Developing precise models for stroke detection using medical imaging data might greatly improve the diagnosis procedure. Precise and prompt diagnosis is essential for promptly implementing therapies, maximizing patient outcomes, and minimizing the likelihood of long-term impairment or death linked to strokes. Incorporating these sophisticated models into clinical practice may function as important tools to assist healthcare workers in making decisions. These models may aid doctors in making better judgments about patient management and treatment strategies by automatically analyzing and interpreting medical imaging data. Future research should prioritize the smooth integration of these sophisticated models into current clinical processes. This entails tackling practical obstacles such as ensuring compatibility with healthcare systems, adhering to regulatory requirements, and designing user interfaces to guarantee seamless uptake and use for healthcare workers. It is crucial to do thorough external validation studies and prospective clinical trials in order to evaluate the applicability, consistency, and practical value of the suggested models.
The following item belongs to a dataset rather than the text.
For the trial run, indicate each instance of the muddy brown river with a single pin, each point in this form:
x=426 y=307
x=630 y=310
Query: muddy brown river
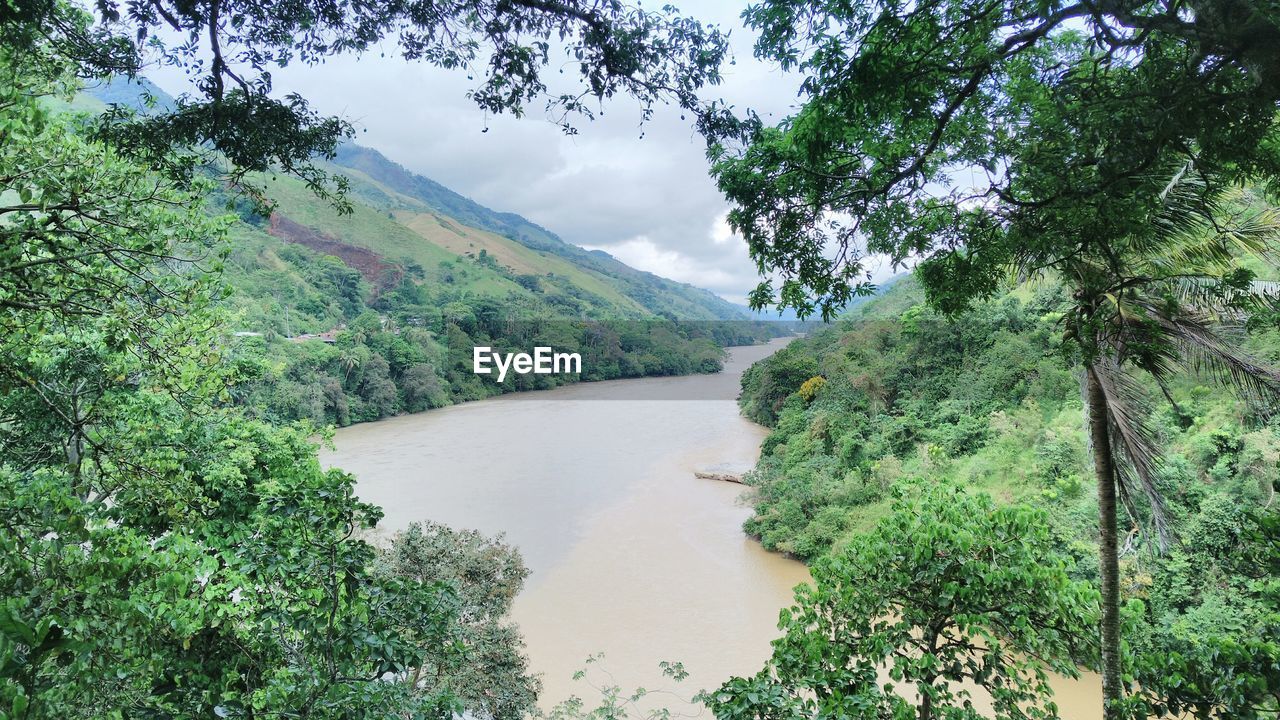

Engaging in partnerships with healthcare institutions and stakeholders to gather varied and inclusive datasets may enhance the body of evidence and assist the practical implementation in real-world settings.
CONCLUSIONS
The utilization of SqueezeNet v1.1, MobileNet V3-Small, feature fusion, and CatBoost models in a stroke recognition model signifies noteworthy progress in medical picture analysis. By combining advanced DL architectures, feature fusion methods, and gradient-boosting models, we have successfully obtained high accuracy in detecting stroke lesions from MRI scans. By using SqueezeNet v1.1 and MobileNet V3-Small for feature extraction, we can effectively capture both specific local features and broader global patterns that are suggestive of stroke pathology. The DL architectures demonstrate exceptional proficiency in extracting meaningful features from MRI images, resulting in a comprehensive depiction of stroke lesions. Feature fusion approaches improve distinguishing between different characteristics by combining complementary representations acquired from distinct architectures. By merging the capabilities of SqueezeNet v1.1 and MobileNet V3-Small, we provide a broad range of features that effectively capture many aspects of stroke pathology. By including CatBoost models, the stroke recognition system’s prediction performance is significantly improved. By using the Optuna approach for hyperparameter optimization, we enhance the performance of the CatBoost models to get the highest level of accuracy in detecting strokes. The attained accuracy of 99.1% serves as evidence for the efficacy of the suggested model in precisely detecting stroke lesions from CT images. The exceptional precision of our model highlights its capacity to aid healthcare practitioners in promptly and precisely diagnosing strokes, resulting in timely treatments and enhanced patient outcomes. Our stroke detection model is a significant improvement in medical imaging technology. It can potentially enhance stroke diagnosis and patient care in clinical practice. Potential future research avenues might include amalgamating supplementary imaging modalities, assimilation of clinical data, and verification in more extensive and varied patient cohorts to enhance the model’s performance and establish its validity.